QUICK REVIEW

[論文レビュー] Finding Alignments Between Interpretable Causal Variables and Distributed Neural Representations

Atticus Geiger, Zhengxuan Wu|arXiv (Cornell University)|Mar 5, 2023

Explainable Artificial Intelligence (XAI)被引用数 9

ひとこと要約

論文は Distributed Alignment Search (DAS) を導入します。これは分散変換介入を用いて分散ニューラル表現と高レベル因果モデルをグラデットに整合させ、階層的等価性とNLIタスクで完璧またはほぼ完璧な介入介入精度（IIA）を達成します。

ABSTRACT

Causal abstraction is a promising theoretical framework for explainable artificial intelligence that defines when an interpretable high-level causal model is a faithful simplification of a low-level deep learning system. However, existing causal abstraction methods have two major limitations: they require a brute-force search over alignments between the high-level model and the low-level one, and they presuppose that variables in the high-level model will align with disjoint sets of neurons in the low-level one. In this paper, we present distributed alignment search (DAS), which overcomes these limitations. In DAS, we find the alignment between high-level and low-level models using gradient descent rather than conducting a brute-force search, and we allow individual neurons to play multiple distinct roles by analyzing representations in non-standard bases-distributed representations. Our experiments show that DAS can discover internal structure that prior approaches miss. Overall, DAS removes previous obstacles to conducting causal abstraction analyses and allows us to find conceptual structure in trained neural nets.

研究の動機と目的

ニューラルネットを説明する因果抽象化の動機付けと形式化。
勾配ベースの最適化を用いて brute-force 的な整合探索を克服する。
ローカリストで非重複なニューロン–変数マッピングの仮定を緩和し、分散表現を許容する。
DAS を、明確な高レベル解を持つタスク（階層的等価性とNLI）でデモンストレーションする。
DAS を brute-force の局所最適探索と比較し、分散表現の分解を分析する。

提案手法

高レベルモデルと低レベルネットの間のConstructive causal abstraction と interchange interventions (II) を定義する。
分散介入（DII）を導入し、表現を非標準基底へ回転させ、基底入力を保持し、回転成分を用いてパッチする。
直交回転を微分可能な行列でパラメータ化し、IIA を最大化するよう勾配法で最適化する。
Distributed Alignment Search (DAS) を正式化し、高レベル変数と回転したニューロン表現の部分空間整合を学習する。
最適化目的として、高レベル出力と回転低レベル出力の交差エントロピーを用いる。
ブリュートフォースのローカリスト整合と比較し、学習された分散表現が入力の同一性に分解されるかを分析する。
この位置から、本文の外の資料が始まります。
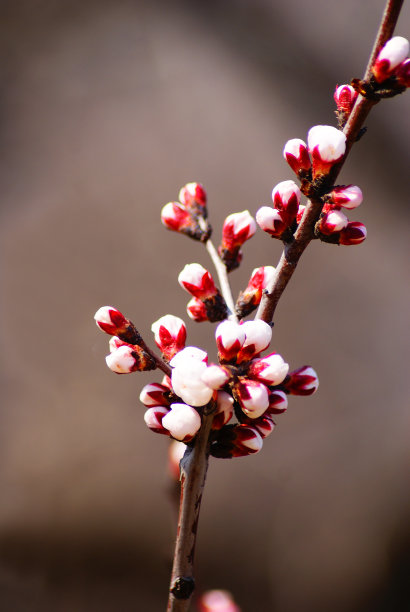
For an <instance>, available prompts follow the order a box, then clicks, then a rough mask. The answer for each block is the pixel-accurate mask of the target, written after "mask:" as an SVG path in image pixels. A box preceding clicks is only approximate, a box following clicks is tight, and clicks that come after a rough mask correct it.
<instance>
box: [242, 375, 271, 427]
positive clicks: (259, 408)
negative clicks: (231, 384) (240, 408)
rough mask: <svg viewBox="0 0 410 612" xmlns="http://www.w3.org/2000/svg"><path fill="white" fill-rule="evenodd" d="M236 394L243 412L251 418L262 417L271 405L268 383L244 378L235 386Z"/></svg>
mask: <svg viewBox="0 0 410 612" xmlns="http://www.w3.org/2000/svg"><path fill="white" fill-rule="evenodd" d="M234 391H235V396H236V399H237V400H238V402H239V403H240V405H241V408H242V410H243V412H244V413H245V414H246V415H247V416H248V417H249V418H251V419H257V418H258V417H260V416H261V415H262V414H263V413H264V412H265V411H266V410H267V408H268V406H269V391H268V388H267V387H266V385H264V384H263V383H260V382H258V381H256V380H250V379H248V378H244V379H242V380H241V381H239V382H238V383H237V384H236V385H235V388H234Z"/></svg>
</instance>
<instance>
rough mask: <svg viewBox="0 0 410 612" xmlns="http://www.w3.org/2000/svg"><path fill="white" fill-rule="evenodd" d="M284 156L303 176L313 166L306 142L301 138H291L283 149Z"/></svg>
mask: <svg viewBox="0 0 410 612" xmlns="http://www.w3.org/2000/svg"><path fill="white" fill-rule="evenodd" d="M283 157H284V158H285V159H286V161H287V162H288V164H289V166H290V167H291V168H292V170H293V171H294V172H296V174H298V175H299V176H303V175H304V174H306V173H307V172H308V171H309V170H310V168H311V167H312V162H311V161H310V157H309V152H308V148H307V145H306V143H305V142H304V141H303V140H301V139H300V138H291V139H290V140H288V141H287V143H286V144H285V146H284V149H283Z"/></svg>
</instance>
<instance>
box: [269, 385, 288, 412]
mask: <svg viewBox="0 0 410 612" xmlns="http://www.w3.org/2000/svg"><path fill="white" fill-rule="evenodd" d="M287 407H288V397H287V395H286V393H284V392H283V391H280V389H270V390H269V407H268V410H267V414H282V412H285V411H286V410H287Z"/></svg>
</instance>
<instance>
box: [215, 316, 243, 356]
mask: <svg viewBox="0 0 410 612" xmlns="http://www.w3.org/2000/svg"><path fill="white" fill-rule="evenodd" d="M215 338H216V346H217V347H218V354H219V359H220V361H221V362H222V363H230V362H233V361H235V359H236V356H237V354H238V352H239V350H240V349H241V348H242V345H243V343H244V342H245V330H244V326H243V325H239V323H236V322H235V321H223V322H222V323H220V324H219V325H218V327H217V328H216V330H215Z"/></svg>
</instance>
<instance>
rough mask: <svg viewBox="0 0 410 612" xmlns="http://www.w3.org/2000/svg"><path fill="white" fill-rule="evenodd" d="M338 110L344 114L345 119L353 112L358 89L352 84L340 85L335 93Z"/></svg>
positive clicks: (337, 88) (337, 109) (339, 111)
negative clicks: (353, 87)
mask: <svg viewBox="0 0 410 612" xmlns="http://www.w3.org/2000/svg"><path fill="white" fill-rule="evenodd" d="M333 97H334V100H335V102H336V106H337V110H338V111H339V112H341V113H343V115H344V120H345V121H346V119H347V118H348V116H349V115H350V113H351V112H352V108H353V106H354V103H355V101H356V98H357V91H355V90H354V89H353V87H352V86H351V85H339V86H338V87H336V91H335V93H334V95H333Z"/></svg>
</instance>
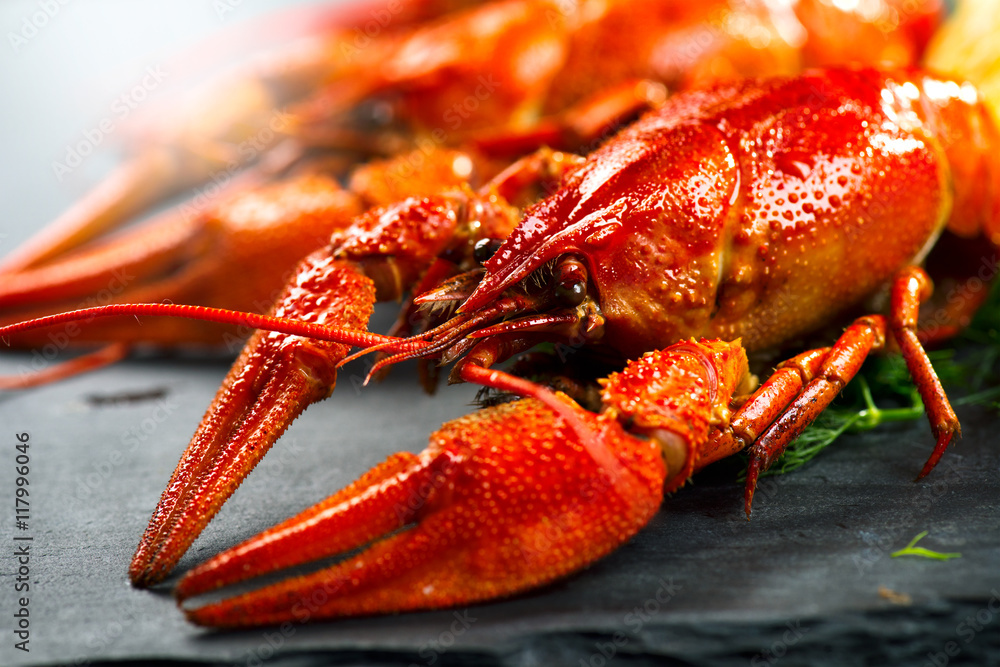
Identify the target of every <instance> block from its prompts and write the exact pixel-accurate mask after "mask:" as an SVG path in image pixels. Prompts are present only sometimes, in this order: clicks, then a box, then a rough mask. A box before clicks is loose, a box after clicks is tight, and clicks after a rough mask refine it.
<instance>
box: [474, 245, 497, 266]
mask: <svg viewBox="0 0 1000 667" xmlns="http://www.w3.org/2000/svg"><path fill="white" fill-rule="evenodd" d="M501 245H503V240H502V239H479V240H478V241H476V245H475V246H474V247H473V249H472V257H473V259H475V260H476V261H477V262H479V264H485V263H486V262H487V261H489V260H490V258H491V257H493V255H495V254H497V250H499V249H500V246H501Z"/></svg>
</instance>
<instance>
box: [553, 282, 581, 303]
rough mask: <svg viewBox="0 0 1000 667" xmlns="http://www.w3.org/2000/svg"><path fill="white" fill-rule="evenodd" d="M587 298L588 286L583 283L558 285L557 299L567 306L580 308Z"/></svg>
mask: <svg viewBox="0 0 1000 667" xmlns="http://www.w3.org/2000/svg"><path fill="white" fill-rule="evenodd" d="M585 296H587V286H586V285H584V284H583V283H578V282H571V283H560V284H558V285H556V298H558V299H559V300H560V301H561V302H562V303H564V304H566V305H567V306H579V305H580V304H581V303H583V299H584V297H585Z"/></svg>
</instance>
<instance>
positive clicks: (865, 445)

Figure 5: Rotation measured in degree(s) of eigenvectors of the learned rotation matrix for each task.

実験結果

リサーチクエスチョン

RQ1学習された分散表現の下で高レベルの因果モデルを低レベルのニューラルネットと忠実に整合させることができるか？
RQ2分散（非局所）なニューロン–変数マッピングを許すと、局所的整合より抽象度の高い精度が改善するか？
RQ3学習された分散表現は抽象的な関係を反映する程度と、分解可能な入力同一性の反映のどちらに寄るか？
RQ4DAS は階層的等価性のような明確なシンボリック解を持つタスクと、NLI のような意味論的タスクでどのように機能するか？

主な発見

DAS はローカリストのアプローチが見落とす内部構造を発見し、ブリュートフォースのローカリスト探索より高い介入介入精度を達成する。
階層的等価性では、DAS は複数の設定で完璧またはほぼ完璧な整合（高いIIA）を得て、ブリュートフォースとローカリストのベースラインを上回る。
自然言語推論タスクでは、DAS は含意関係を含む因果モデルへの完璧な整合を見出し、表現が純粋な関係ではなくデータ構造を符号化する場合を明らかにする。
NLI ケースでは、含意表現は離散の含意成分とは分離可能な二つの語の同一性表現に分解されるため、ケース固有の抽象挙動を示す。
ランダムネットワークでの実験は、大きな隠れ層表現が誤誘導を生み得ることを示しており、分散的で原理的な整合の必要性を強調する。
DAS は分散表現が訓練済みネットワークで記号的で木構造的アルゴリズムを忠実に実装できることを示す。

Figure 6: Accuracy over training epochs of the high-level model abstracting both equality relations for hierarchical equality experiment.

より良い研究を、今すぐ始めましょう

論文設計から論文執筆まで、研究時間を劇的に削減しましょう。

クレジットカード登録不要

このレビューはAIが作成し、人間の編集者が確認しました。